Expert:  MyraB replied 1 year ago.
OK. I checked out Negligent Homicide. There is no lesser included offense to Negligent Homicide. It is itself a lesser included offense of murder, but the prosecutor can only charge the highest level that fits the facts, so they must have thought they could prove the Negligent Homicide. Any other charge would constitute a separate crime. So the one you mention could have been charged separately and in addition to the Negligent Homicide. There is a difference between lesser charges, and lesser included charges.

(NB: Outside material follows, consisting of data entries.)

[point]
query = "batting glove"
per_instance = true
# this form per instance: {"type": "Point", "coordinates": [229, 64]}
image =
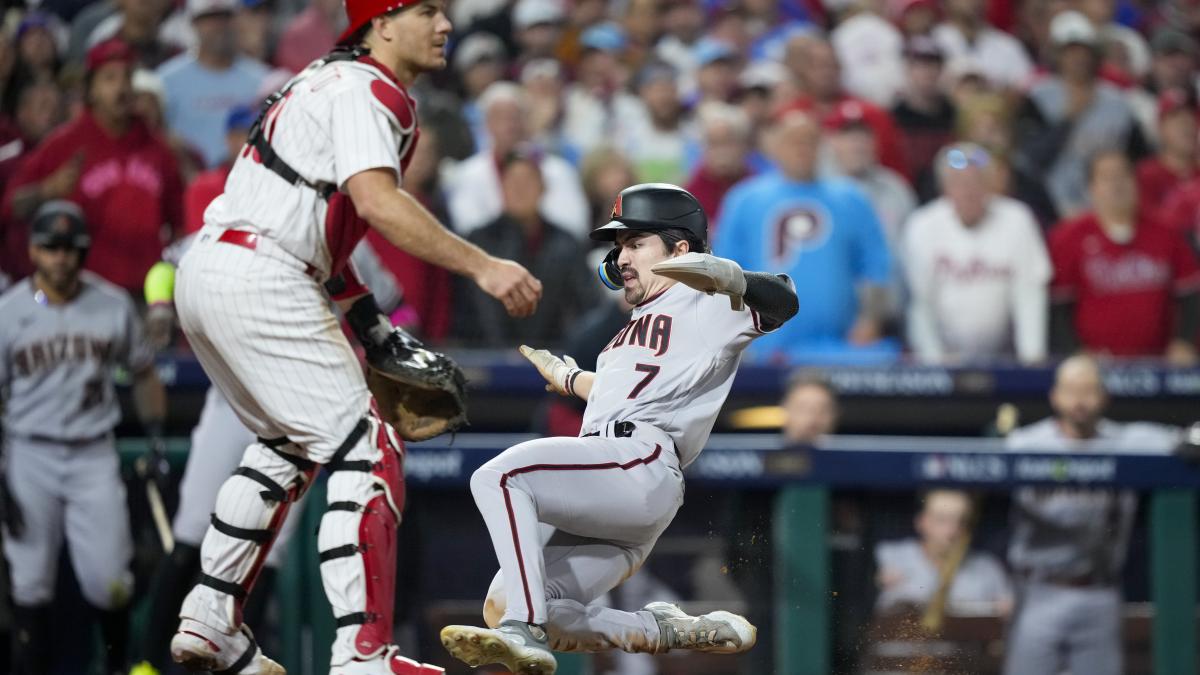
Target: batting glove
{"type": "Point", "coordinates": [559, 372]}
{"type": "Point", "coordinates": [708, 274]}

The expert's testimony would go to the element of recklessness. So if the expert's testimony is discounted, the question would be whether there remained sufficient evidence to show recklessness. And even if there was enough as the prosecution is arguing, it still doesn't mean that there was no prejudice as a result of the ineffective assistance of counsel. The evidence of recklessness without the expert's testimony was certainly not overwhelming such that it would have been likely that the jury would have rendered the same verdict.
MyraB, Lawyer
Category: Criminal Law
Satisfied Customers: 371
Experience: I have over 20 years experience in criminal law and civil litigation from pre-trial practice to appeal.